Il existe une grande diversité de formes que peuvent prendre les territoires de vie marins et côtiers, car aucune communauté n’entretient exactement la même relation avec la mer. Ces variations d’une communauté à l’autre reflètent la vitalité des écosystèmes locaux et offrent des approches souvent mieux adaptées que les dispositifs de conservation et de gestion halieutique imposés de manière centralisée et descendante.
Avec le consentement préalable, libre et éclairé des communautés concernées, de nombreux territoires de vie peuvent contribuer au renforcement de la durabilité des pêcheries, à la gestion des écosystèmes marins et côtiers, à la réduction de la pollution marine, ainsi qu’à la conservation efficace des mangroves et des récifs coralliens. Contrairement aux aires marines protégées (AMP), qui excluent souvent les droits d’accès des Peuples Autochtones et des Communautés Locales et sont généralement créées et gérées par des entités extérieures, les APAC marines et côtières sont gouvernées localement et gérées par les communautés elles-mêmes, assurant ainsi que les bénéfices sociaux, économiques, nutritionnels et écologiques reviennent à la communauté. Les droits d’accès aux ressources et aux marchés pour les pêcheries artisanales sont au cœur de ces systèmes de gestion durable.
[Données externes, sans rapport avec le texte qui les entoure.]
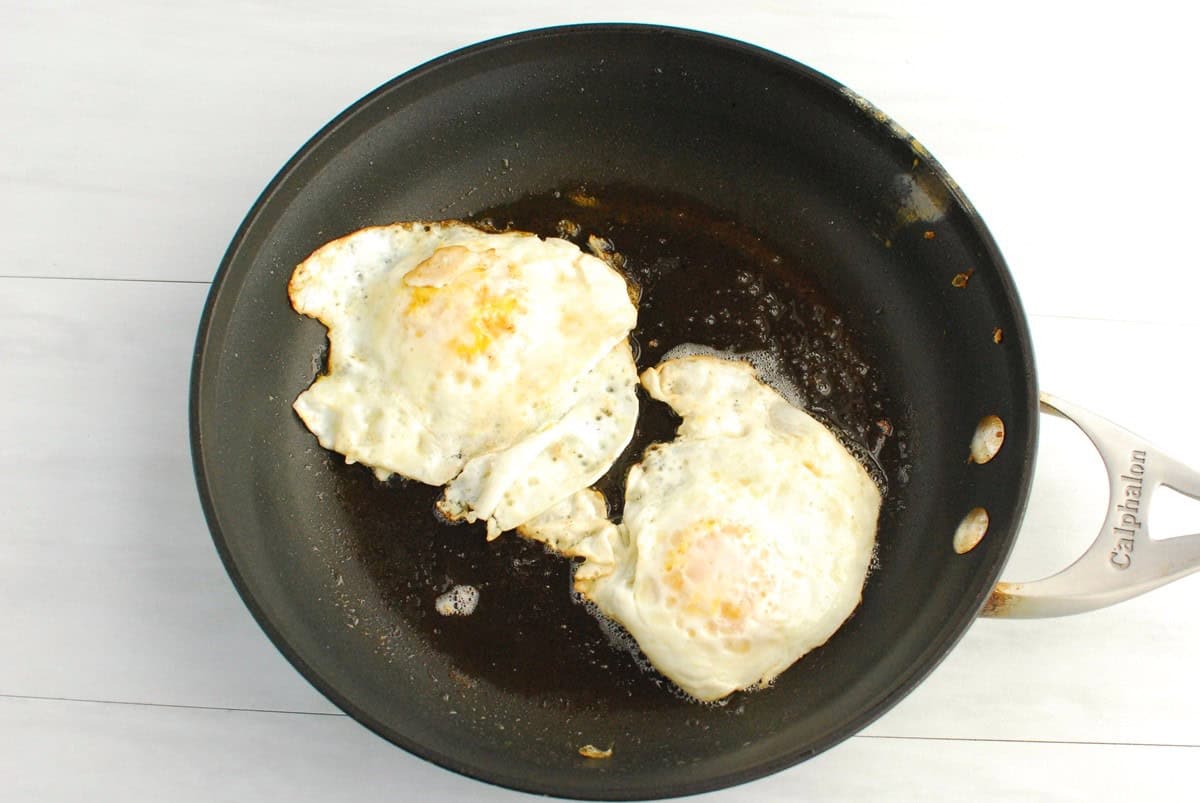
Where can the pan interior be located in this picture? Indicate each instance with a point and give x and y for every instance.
(733, 183)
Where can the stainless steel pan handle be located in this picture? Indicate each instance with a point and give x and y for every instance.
(1123, 561)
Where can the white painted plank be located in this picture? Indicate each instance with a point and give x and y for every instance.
(154, 125)
(112, 587)
(52, 750)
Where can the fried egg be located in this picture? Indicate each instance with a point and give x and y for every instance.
(498, 363)
(745, 540)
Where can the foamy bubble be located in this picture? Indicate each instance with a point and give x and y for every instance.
(460, 600)
(773, 372)
(767, 364)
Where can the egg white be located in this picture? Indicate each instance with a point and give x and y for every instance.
(497, 359)
(745, 541)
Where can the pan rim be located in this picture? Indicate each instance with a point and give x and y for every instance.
(937, 647)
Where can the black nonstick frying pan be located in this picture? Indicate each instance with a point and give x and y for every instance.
(759, 205)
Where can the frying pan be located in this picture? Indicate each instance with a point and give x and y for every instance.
(757, 204)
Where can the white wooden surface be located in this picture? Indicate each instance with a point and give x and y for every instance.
(135, 136)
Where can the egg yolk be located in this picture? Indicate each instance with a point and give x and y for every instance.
(713, 573)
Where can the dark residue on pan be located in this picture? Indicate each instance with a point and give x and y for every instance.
(702, 279)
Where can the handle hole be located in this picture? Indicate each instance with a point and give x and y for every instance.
(1171, 514)
(1067, 503)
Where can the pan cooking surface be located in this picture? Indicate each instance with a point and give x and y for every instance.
(705, 280)
(756, 203)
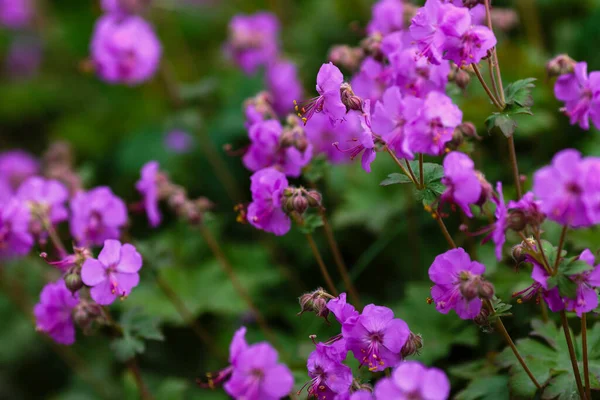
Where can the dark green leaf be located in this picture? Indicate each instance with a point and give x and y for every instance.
(395, 178)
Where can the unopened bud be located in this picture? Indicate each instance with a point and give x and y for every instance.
(560, 65)
(412, 345)
(314, 198)
(349, 99)
(486, 290)
(73, 282)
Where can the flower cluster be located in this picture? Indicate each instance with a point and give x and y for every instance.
(124, 48)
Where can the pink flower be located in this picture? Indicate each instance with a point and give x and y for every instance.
(114, 273)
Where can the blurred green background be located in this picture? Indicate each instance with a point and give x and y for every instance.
(386, 238)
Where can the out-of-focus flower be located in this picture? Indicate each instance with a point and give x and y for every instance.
(96, 216)
(412, 380)
(375, 337)
(581, 94)
(253, 40)
(53, 314)
(265, 212)
(114, 273)
(125, 50)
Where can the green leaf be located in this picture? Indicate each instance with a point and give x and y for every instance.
(566, 287)
(574, 267)
(395, 178)
(311, 223)
(501, 122)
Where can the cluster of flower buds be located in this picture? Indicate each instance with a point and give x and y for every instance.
(316, 302)
(299, 199)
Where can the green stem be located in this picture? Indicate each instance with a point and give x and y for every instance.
(565, 324)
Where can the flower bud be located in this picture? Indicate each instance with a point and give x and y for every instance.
(486, 290)
(412, 345)
(314, 198)
(560, 65)
(349, 99)
(73, 282)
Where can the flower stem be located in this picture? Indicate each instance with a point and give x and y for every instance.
(421, 177)
(486, 87)
(561, 243)
(339, 260)
(502, 329)
(565, 324)
(445, 232)
(187, 316)
(139, 381)
(410, 176)
(322, 267)
(514, 164)
(241, 290)
(586, 370)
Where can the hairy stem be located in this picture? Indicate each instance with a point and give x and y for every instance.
(239, 288)
(565, 324)
(502, 329)
(339, 260)
(139, 381)
(586, 367)
(322, 267)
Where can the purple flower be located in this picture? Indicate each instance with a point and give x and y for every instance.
(462, 185)
(283, 85)
(147, 186)
(587, 298)
(125, 50)
(561, 188)
(329, 102)
(329, 377)
(15, 238)
(388, 16)
(46, 197)
(425, 28)
(179, 142)
(265, 212)
(375, 337)
(371, 80)
(114, 273)
(266, 150)
(257, 375)
(96, 216)
(53, 312)
(429, 132)
(322, 134)
(253, 40)
(581, 95)
(450, 271)
(342, 310)
(412, 380)
(15, 14)
(15, 167)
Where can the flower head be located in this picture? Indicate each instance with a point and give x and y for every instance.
(580, 93)
(15, 238)
(329, 101)
(114, 273)
(253, 40)
(429, 132)
(148, 187)
(97, 215)
(329, 376)
(462, 185)
(375, 337)
(53, 312)
(456, 278)
(265, 212)
(125, 50)
(412, 380)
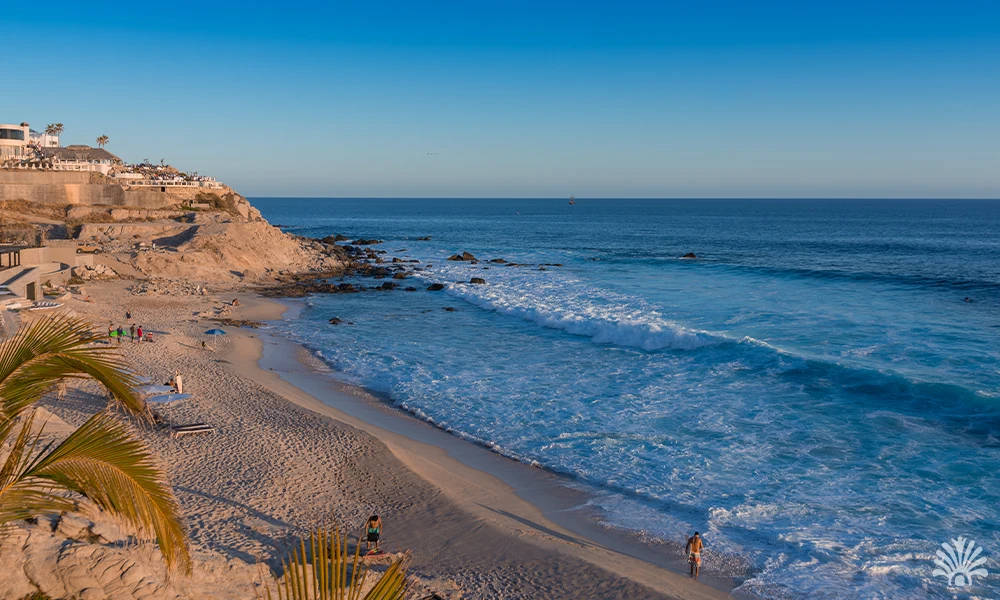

Un aspect essentiel de ces droits réside dans la capacité à les défendre face à des usages concurrents non durables, comme la pêche industrielle. Même dans les pays qui soutiennent les pêches artisanales et interdisent la pêche industrielle dans les zones côtières, les APAC peinent à faire respecter ces interdictions. Un effort mondial est nécessaire pour mettre en œuvre et garantir ces droits.
En tant qu’association internationale œuvrant pour la reconnaissance appropriée et le soutien des territoires de vie à travers le monde, nous nous engageons collectivement à accompagner, en partenariat avec les communautés et les organisations de soutien à l’échelle locale et nationale, la documentation d’un nombre croissant de territoires de vie marins et côtiers au cours des cinq prochaines années.
Cette documentation est menée par les communautés gardiennes et coutumières des APAC elles-mêmes. Nous veillerons à ce que nos organisations Membres, les réseaux nationaux APAC et les consortiums régionaux disposent des ressources nécessaires via des mécanismes financiers supervisés par les gouvernements, les instances intergouvernementales et les bailleurs de fonds de la conservation, pour documenter leurs territoires de vie marins dans une perspective de long terme de préservation et de défense de ces territoires.
D’ici 2026, nous visons à co-créer et diffuser douze études de cas illustrant la durabilité et la défense des APAC territoires de vie marins et côtiers. Nous prévoyons également de documenter cinq APAC marines et côtières à l’aide du processus de renforcement autonome des APAC, et de soutenir leur inscription dans le registre mondial des APAC d’ici 2028, puis cinq autres d’ici 2030.